Learning about ElasticSearch

ElasticSearch logo

This week I had a training at Trifork Amsterdam by Martijn and Uri from ElasticSearch. This training was a very nice in depth look at the capabilities of ElasticSearch. Like with all trainings and conferences I get motivated to try out the technology immediately. I am working on a plugin for ElasticSearch using AngularJS. More on this in a next blog at Trifork.

In this blog I am going to tell you the steps I took to get going with ElasticSearch. I show some of the steps for installing ElasticSearch, explain the first steps in using the groovy library. Next to that I’ll show you how to index this wordpress blog using ElasticSearch. When everything is indexed I will of course show some of the queries you can perform.

Let us get going.

Installing and configuring

I do not want to make this part to extensive. The documentation at the site of ElasticSearch is rigorous and therefore my extra lines would be to much. Some of the things I want to accomplish in the configuration are:

Start elastic search with the logs in your command prompt: -f
Specify the location of the configuration file: -Des.config=/path/to/config/file

Change the name of the cluster and the node: cluster.name: jc-elasticsearch and node.name: “Node-gridshore”
Disable the multiple shards and replicas for local development: index.number_of_shards: 1 and index.number_of_replicas: 0
Path to the location of the configuration files: path.conf: /path/to/conf
Other paths, like work folder, logs folder, data folder and plugin folder.

Install the head plugin to have a look at whay is happening to your cluster. I have chosen to install the plugin in the normal directory and than copy it to my configured plugins folder.

Don’t forget to install and use java 7, al that java 6 stuff is really old and slow compared to 7. ElasticSearch can do a better job when running on 7.

Those are the first commands to get everything running, so once more the steps:

Download elastic search: http://www.elasticsearch.org/download/. I used 0.20.2
Create a directory structure outside of the downloaded elastic search folder: config, data, logs, plugins, work.
Copy the elastic search.yml and logging.yml to the config folder and make the changes as mentioned.
Install the plugin and copy it to your plugins folder: bin/plugin -install Aconex/elasticsearch-head
Move to the main folder of you ElasticSearch download and execute the command (with your location of the config file)

bin/elasticsearch -f -Des.config=/.../elasticsearch/projects/gridshore/config/elasticsearch.yml

Now you can browse to the head plugin and see that not a lot has happened yet.

http://localhost:9200/_plugin/head/index.html

Before going to the index creation you can play around with some aspects of the REST api that ElasticSearch exposes: Try a few of these requests with curl to see the data that ElasticSearch exposes. Don’t use the pretty=true in production.

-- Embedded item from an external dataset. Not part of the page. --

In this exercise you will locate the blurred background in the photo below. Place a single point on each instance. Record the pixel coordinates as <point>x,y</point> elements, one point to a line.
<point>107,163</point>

http://localhost:9200/_cluster/state?pretty=true
http://localhost:9200/_cluster/nodes?pretty=true

Reading the data using Groovy

Of course you can create the index and the required mapping using the curl based api. You can also just insert a document and the index will be created automatically and the default mapping will be created. In our case I first want to introduce you to the groovy client I use to read data from the blog using xmlrpc and the data model. Than we move on to the mapping.

In the sample code I use gradle to configure the project and my environment (Intellij).

dependencies {
	groovy 'org.codehaus.groovy:groovy:2.0.6'
    groovy 'org.codehaus.groovy:groovy-all:2.0.6'
    groovy ('org.codehaus.groovy:groovy-xmlrpc:0.8') {
        exclude module: 'groovy-all'
    }
    groovy 'commons-cli:commons-cli:1.2'
    groovy 'log4j:log4j:1.2.16'

    groovy ('org.elasticsearch:elasticsearch-lang-groovy:1.2.0') {
        exclude module: 'groovy-all'
    }
}

There is some strange thing going on with the groovy and groovy-all libraries. But I had some issues combining intellij and gradle. This seems to work for me. Notice that we need the groovy-xmlrpc library and of course the elasticsearch-lang-groovy library.

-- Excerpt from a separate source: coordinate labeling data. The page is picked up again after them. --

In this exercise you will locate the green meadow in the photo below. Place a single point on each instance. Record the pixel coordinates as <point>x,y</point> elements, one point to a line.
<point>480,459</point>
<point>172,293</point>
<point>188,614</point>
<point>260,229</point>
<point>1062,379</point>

Using the following groovy class we can read all posts from the gridshore blog. Since the code is straightforward, I am not going in any details.

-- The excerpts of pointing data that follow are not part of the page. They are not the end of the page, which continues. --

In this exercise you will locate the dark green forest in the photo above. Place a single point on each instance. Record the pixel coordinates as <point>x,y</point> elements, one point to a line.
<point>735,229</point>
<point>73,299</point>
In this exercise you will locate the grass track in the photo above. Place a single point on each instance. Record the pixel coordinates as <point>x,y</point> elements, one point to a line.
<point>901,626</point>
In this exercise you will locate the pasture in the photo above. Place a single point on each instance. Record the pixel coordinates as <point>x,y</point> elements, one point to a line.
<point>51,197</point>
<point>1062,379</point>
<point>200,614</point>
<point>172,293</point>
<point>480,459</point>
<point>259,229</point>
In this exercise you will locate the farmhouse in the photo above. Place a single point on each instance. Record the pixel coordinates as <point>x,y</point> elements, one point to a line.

package nl.gridshore.wordpress

import groovy.net.xmlrpc.XMLRPCServerProxy

class WordPressReader {
    private String xmlrpcUrl
    private String username
    private String password

    private XMLRPCServerProxy serverProxy;

    def WordPressReader(xmlrpcUrl, username, password) {
        this.xmlrpcUrl = xmlrpcUrl
        this.username = username
        this.password = password

        serverProxy = new XMLRPCServerProxy(xmlrpcUrl)
        serverProxy.setBasicAuth(username, password)
    }

    def obtainMostRecentPosts(int number = 10) {
        def posts = []
        def foundPosts = serverProxy.metaWeblog.getRecentPosts(1, username, password, number)
        foundPosts.each {post ->
            def blogItem = new BlogItem()
            blogItem.id = post['postid']
            blogItem.link = post['permaLink']
            blogItem.status = post['post_status']
            blogItem.keywords = post['mt_keywords']
            blogItem.title = post['title']
            blogItem.createdOn = post['dateCreated']
            blogItem.content = post['description']
            blogItem.categories = post['categories']
            blogItem.author = post['wp_author_display_name']
            blogItem.slug = post['wp_slug']
            posts.add(blogItem)
        }
        return posts
    }
}

Time to put some stuff into ElasticSearch

Put some data into the index

The groovy library is very easy to use. The following code block shows the opening and closing of the connection. We make use of a client node that does not contain data. Take special notice of the line where we set a property for GXContentBuilder, this is required to enable the configuration using a closure. In the constructor we open the connection and in you have to close the connection using the close method.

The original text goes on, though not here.